けれど、「個人情報は大切だから守らなければいけない」と子守歌のように聞かされ続けている人たちは、それがほかの人に出ないことしか考えない。
それがわからないことによるデメリットには目もむけない。

なんにせよ、今の日本のITの世界では、「情報セキュリティ」と唱えれば、たいていは誰も文句は言わない（それを否認して何かあれば自分音責任になるのだから）。
そうして、現場部門も、とりあえずその呪文だけを唱えておけば、仕事をしている振りもできる。

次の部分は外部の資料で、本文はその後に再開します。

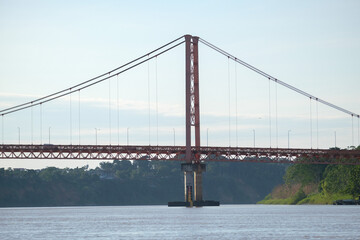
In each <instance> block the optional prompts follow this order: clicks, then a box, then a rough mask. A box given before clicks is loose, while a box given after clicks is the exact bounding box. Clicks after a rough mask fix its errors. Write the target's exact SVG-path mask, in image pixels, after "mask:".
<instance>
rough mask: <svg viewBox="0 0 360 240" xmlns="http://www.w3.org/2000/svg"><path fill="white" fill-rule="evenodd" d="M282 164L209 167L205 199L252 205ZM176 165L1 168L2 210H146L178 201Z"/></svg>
mask: <svg viewBox="0 0 360 240" xmlns="http://www.w3.org/2000/svg"><path fill="white" fill-rule="evenodd" d="M284 172H285V165H281V164H263V163H222V162H221V163H219V162H218V163H216V162H211V163H208V164H207V171H206V172H205V173H204V174H203V189H204V194H203V195H204V198H205V199H208V200H218V201H220V202H221V203H222V204H227V203H228V204H231V203H256V202H257V201H259V200H261V199H263V198H264V197H265V196H266V194H268V193H269V192H270V191H271V190H272V189H273V188H274V187H275V186H277V185H279V184H281V183H282V182H283V179H282V176H283V175H284ZM183 188H184V187H183V173H182V172H181V171H180V163H179V162H166V161H146V160H141V161H134V162H131V161H119V160H114V161H113V162H102V163H100V167H98V168H96V169H88V168H87V167H82V168H75V169H70V168H65V169H59V168H55V167H48V168H45V169H42V170H26V169H4V168H2V169H0V206H1V207H13V206H83V205H147V204H167V202H168V201H182V200H183V198H184V196H183V191H184V190H183Z"/></svg>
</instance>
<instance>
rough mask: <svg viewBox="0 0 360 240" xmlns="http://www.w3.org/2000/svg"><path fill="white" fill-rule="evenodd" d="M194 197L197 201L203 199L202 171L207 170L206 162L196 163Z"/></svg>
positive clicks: (204, 170) (202, 199)
mask: <svg viewBox="0 0 360 240" xmlns="http://www.w3.org/2000/svg"><path fill="white" fill-rule="evenodd" d="M193 166H194V186H195V188H194V199H195V201H197V202H201V201H203V195H202V173H203V172H205V171H206V165H205V164H204V163H198V164H194V165H193Z"/></svg>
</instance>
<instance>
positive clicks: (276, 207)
mask: <svg viewBox="0 0 360 240" xmlns="http://www.w3.org/2000/svg"><path fill="white" fill-rule="evenodd" d="M359 214H360V208H359V206H331V205H330V206H328V205H320V206H315V205H301V206H288V205H280V206H279V205H277V206H274V205H224V206H220V207H204V208H168V207H167V206H115V207H109V206H108V207H96V206H94V207H51V208H2V209H0V234H1V238H2V239H359V237H360V229H359V221H358V218H359Z"/></svg>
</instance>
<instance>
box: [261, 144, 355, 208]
mask: <svg viewBox="0 0 360 240" xmlns="http://www.w3.org/2000/svg"><path fill="white" fill-rule="evenodd" d="M356 149H357V150H360V146H359V147H357V148H356ZM359 196H360V165H356V166H354V165H311V164H295V165H291V166H289V167H288V168H287V170H286V173H285V175H284V184H282V185H279V186H277V187H275V188H274V189H273V191H272V192H271V193H270V194H269V195H267V196H266V197H265V199H264V200H262V201H260V202H259V203H262V204H332V203H333V202H334V201H336V200H341V199H358V198H359Z"/></svg>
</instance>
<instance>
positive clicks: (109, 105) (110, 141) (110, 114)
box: [108, 73, 111, 145]
mask: <svg viewBox="0 0 360 240" xmlns="http://www.w3.org/2000/svg"><path fill="white" fill-rule="evenodd" d="M109 77H110V73H109ZM108 80H109V145H111V78H109V79H108Z"/></svg>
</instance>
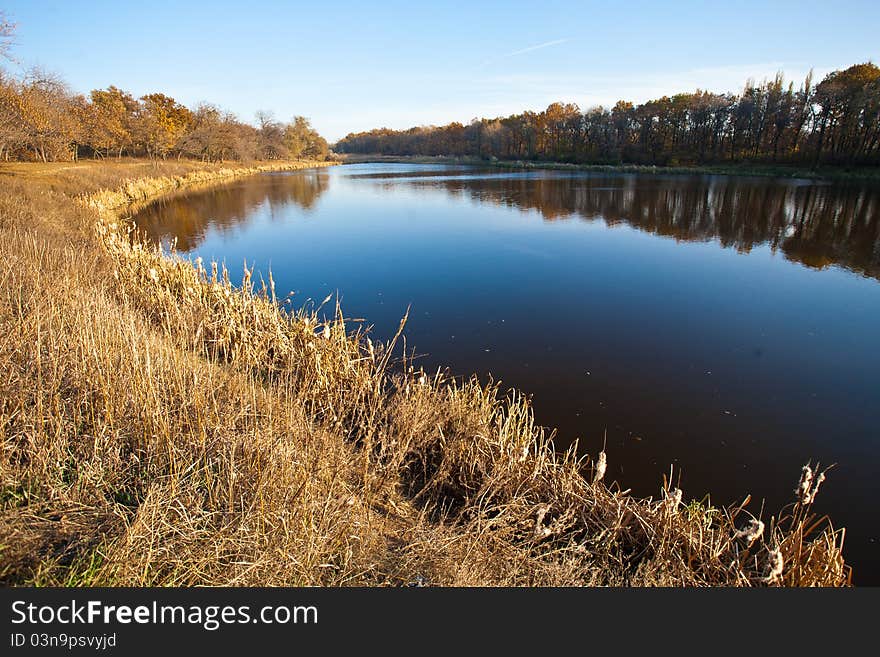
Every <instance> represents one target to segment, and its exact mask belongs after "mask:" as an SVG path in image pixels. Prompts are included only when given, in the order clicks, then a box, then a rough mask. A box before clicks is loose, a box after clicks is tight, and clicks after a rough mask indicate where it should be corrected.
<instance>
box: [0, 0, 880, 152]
mask: <svg viewBox="0 0 880 657" xmlns="http://www.w3.org/2000/svg"><path fill="white" fill-rule="evenodd" d="M0 10H2V11H5V12H6V14H7V17H8V18H11V19H12V20H13V21H14V22H16V23H17V24H18V29H17V37H16V43H15V45H14V48H13V52H12V54H13V56H14V57H15V58H16V59H17V61H18V62H19V64H18V65H16V64H12V65H9V64H7V68H12V69H14V70H15V69H20V68H21V67H24V66H30V65H40V66H42V67H44V68H47V69H49V70H51V71H55V72H57V73H59V74H61V75H62V76H63V77H64V78H65V79H66V80H67V81H68V83H69V84H70V85H71V87H72V88H73V89H74V90H75V91H78V92H87V91H88V90H90V89H93V88H101V87H106V86H108V85H110V84H115V85H117V86H119V87H122V88H124V89H127V90H129V91H131V92H132V93H134V94H136V95H142V94H145V93H150V92H153V91H161V92H163V93H167V94H169V95H171V96H173V97H174V98H176V99H177V100H179V101H180V102H182V103H184V104H186V105H189V106H194V105H195V104H197V103H198V102H200V101H210V102H213V103H215V104H218V105H220V106H222V107H224V108H225V109H228V110H231V111H233V112H235V113H236V114H237V115H238V116H239V118H241V119H242V120H245V121H253V120H254V114H255V112H256V111H257V110H260V109H268V110H272V111H273V112H274V113H275V115H276V117H278V118H279V119H284V120H288V119H290V118H291V117H292V116H293V115H295V114H302V115H304V116H307V117H309V118H310V119H311V120H312V124H313V125H314V126H315V127H316V128H317V129H318V130H319V131H320V132H321V133H322V134H324V135H325V136H326V137H327V138H328V139H330V140H331V141H332V140H335V139H337V138H339V137H342V136H344V135H345V134H346V133H348V132H350V131H358V130H366V129H369V128H373V127H380V126H387V127H392V128H405V127H409V126H412V125H423V124H442V123H448V122H450V121H462V122H467V121H469V120H470V119H471V118H473V117H477V116H497V115H506V114H511V113H514V112H520V111H522V110H524V109H532V110H540V109H543V108H544V107H546V106H547V105H548V104H550V103H551V102H553V101H556V100H560V101H564V102H576V103H577V104H578V105H580V106H581V107H582V108H584V109H586V108H587V107H590V106H593V105H598V104H603V105H611V104H613V103H614V102H615V101H616V100H617V99H619V98H624V99H627V100H633V101H637V102H638V101H644V100H647V99H648V98H654V97H658V96H662V95H664V94H672V93H676V92H679V91H692V90H694V89H696V88H697V87H700V88H703V89H709V90H712V91H719V92H721V91H737V90H739V89H740V88H741V87H742V85H743V83H744V82H745V80H746V78H748V77H753V78H755V79H757V80H760V79H763V78H765V77H772V76H773V75H774V74H775V72H776V71H778V70H783V71H784V72H785V73H786V76H787V77H788V78H793V79H795V80H796V81H797V82H798V83H799V82H800V81H801V80H802V78H803V76H804V75H805V74H806V73H807V71H809V70H810V68H813V69H814V70H815V74H816V76H817V77H818V78H820V79H821V76H822V75H824V74H825V73H827V72H829V71H831V70H834V69H835V68H843V67H845V66H848V65H850V64H854V63H858V62H863V61H866V60H868V59H871V60H873V61H875V62H878V61H880V38H878V33H880V3H878V2H845V1H836V2H828V1H827V0H826V1H825V2H811V1H809V0H802V1H800V2H788V1H780V2H773V1H770V0H765V1H764V2H752V1H751V0H740V1H738V2H734V3H731V2H729V1H728V2H676V3H662V2H626V3H610V2H607V1H605V2H553V1H548V0H542V1H541V2H535V1H534V0H531V1H529V2H516V1H513V0H508V1H506V2H475V1H473V0H472V1H471V2H442V3H434V4H431V5H428V4H427V3H421V2H375V3H372V2H314V1H312V2H261V1H258V0H253V1H252V2H241V1H238V2H227V1H225V0H214V1H213V2H197V1H191V2H182V1H178V2H166V1H164V0H153V1H150V2H143V3H133V2H122V1H119V0H117V1H116V2H97V1H96V2H75V1H72V0H68V1H66V2H50V1H47V0H29V1H25V0H0Z"/></svg>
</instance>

AIについても、クラウドについても、おそらくこのせいで、おかしな方向に向かっていく。そしておそらく、他国からどんどん遅れていくことになる。
現にAIについては、国が主導で方向性を定めるような協会を設立することになるらしい。

こうやって、本来の意味からかけ離れた「情報セキュリティ」という呪文が、この国をダメにしていく。

今のまま進んでいったら、日本のITは、業務の足かせにしかならなくなることは確実だ。
そうなれば、情報部門の仕事だってなくなっていく。
情報システム部門の人間は、今一度、情報セキュリティの本質を考え、それを経営に伝える努力をした方がいい。
そうして経営は、自らの保身のための情報セキュリティではなく、事業継続のための情報セキュリティを模索することが必要だ。